4 Replies to “First Cup of Coffee – January 30, 2020”

  1. I dislike readings as well. I prefer when the author does a Q&A or the author talks about behind-the-scenes stuff as you described, even though I have zero plans to ever write a book. As I’ve said before this often reminds me of those director commentaries on DVDs.

    For multi-author events, perhaps a panel Q&A, so long as everyone gets the chance to talk. This obviously will work better if the authors all write in the same general genre so there’s more of a chance for cross appeal (so maybe not a dark horror writer who graphically describes murders with one who pens cozies with cute animals even though both might be part of the mystery genre).

  2. Most of what I would call “author events” that I’ve been to were book launches, and they were local, of friends. We don’t get authors on tour here (or at least, none that I know/care about). The book launches were usually held more like a party than anything, a celebration that the book was out now (and this included at least one that was self-published). I’ve also been to a couple that were at conventions and they were more like parties as well. So, probably the most important thing is to have some food and drinks 😉

    As far as readings go, I actually really like author readings; it’s one of my favorite things to go to at conventions. It does help if they are good at reading (a skill most authors should probably develop) and if they’ve picked a good piece to read. The event you held at I forget which con, where you read each other’s sex scenes, was especially memorable and entertaining.

    I think what most *readers* want when they go to an author event is a few seconds of one-on-one time with the author. That’s what signings are for (and why, just being able to buy an already signed book is *not* equivalent). People want to connect, even if all they do is smile awkwardly while the author gets their name from a post-it their assistant wrote and signs the book without saying a word.

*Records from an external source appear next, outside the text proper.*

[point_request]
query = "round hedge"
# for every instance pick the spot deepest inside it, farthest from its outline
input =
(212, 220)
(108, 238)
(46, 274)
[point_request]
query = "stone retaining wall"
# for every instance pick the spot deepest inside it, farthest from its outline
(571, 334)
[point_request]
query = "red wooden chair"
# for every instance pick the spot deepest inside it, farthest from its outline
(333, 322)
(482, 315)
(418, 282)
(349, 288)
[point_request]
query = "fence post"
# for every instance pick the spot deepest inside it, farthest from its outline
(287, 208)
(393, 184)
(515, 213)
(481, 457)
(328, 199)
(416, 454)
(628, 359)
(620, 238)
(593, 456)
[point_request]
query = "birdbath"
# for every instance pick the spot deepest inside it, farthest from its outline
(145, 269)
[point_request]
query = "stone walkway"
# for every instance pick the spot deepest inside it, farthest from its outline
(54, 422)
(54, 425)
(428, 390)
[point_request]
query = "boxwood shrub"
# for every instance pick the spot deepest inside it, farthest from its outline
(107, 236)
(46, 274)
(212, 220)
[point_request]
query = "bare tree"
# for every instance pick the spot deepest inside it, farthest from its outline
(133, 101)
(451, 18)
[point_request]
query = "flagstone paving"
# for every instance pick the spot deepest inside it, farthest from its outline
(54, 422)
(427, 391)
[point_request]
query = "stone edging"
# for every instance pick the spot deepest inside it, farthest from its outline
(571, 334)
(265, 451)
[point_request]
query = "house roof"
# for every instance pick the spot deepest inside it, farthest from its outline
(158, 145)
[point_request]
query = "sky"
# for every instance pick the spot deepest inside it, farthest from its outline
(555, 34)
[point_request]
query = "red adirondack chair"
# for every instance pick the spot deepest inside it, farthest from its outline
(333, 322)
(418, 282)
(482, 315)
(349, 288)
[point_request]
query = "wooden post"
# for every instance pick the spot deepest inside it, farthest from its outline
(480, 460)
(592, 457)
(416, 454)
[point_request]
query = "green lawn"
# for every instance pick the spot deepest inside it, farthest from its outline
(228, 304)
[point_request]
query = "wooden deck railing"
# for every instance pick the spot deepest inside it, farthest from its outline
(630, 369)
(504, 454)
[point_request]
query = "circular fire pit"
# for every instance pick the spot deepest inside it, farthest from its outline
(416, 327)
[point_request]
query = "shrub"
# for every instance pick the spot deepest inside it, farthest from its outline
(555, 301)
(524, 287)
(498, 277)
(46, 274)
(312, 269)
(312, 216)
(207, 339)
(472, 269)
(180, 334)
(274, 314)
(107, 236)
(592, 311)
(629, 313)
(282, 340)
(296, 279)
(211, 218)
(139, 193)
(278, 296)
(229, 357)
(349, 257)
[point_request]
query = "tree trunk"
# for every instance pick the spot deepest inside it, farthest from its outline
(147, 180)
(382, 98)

    We do have authors hold events at the library occasionally (again, usually locals), but then there is usually already a topic planned (like “Hear what Jeffe Kennedy has to say about worldbuilding!”)

    I don’t think I’ve ever been to a multi-author event, but I imagine (to the lesser known author) it’s not much better or worse than being next to one of the big-shots at a convention hall or multi-signing. It’s kind of like being the warm-up band for a concert – they’re still getting a lot more attention than if they were doing it alone.

    1. I do love the parties, too. 😀 Oh, yes! That was with Megan Hart at Coastal Magic. Reading each other’s sex scenes was a total hoot! I should absolutely keep that in mind for adult events. 😀
      You make a really point about the connection, and we don’t always make the time for that. And very true about being the warm-up band! Ed Sheeran used to open for Damien Rice and look how that turned out.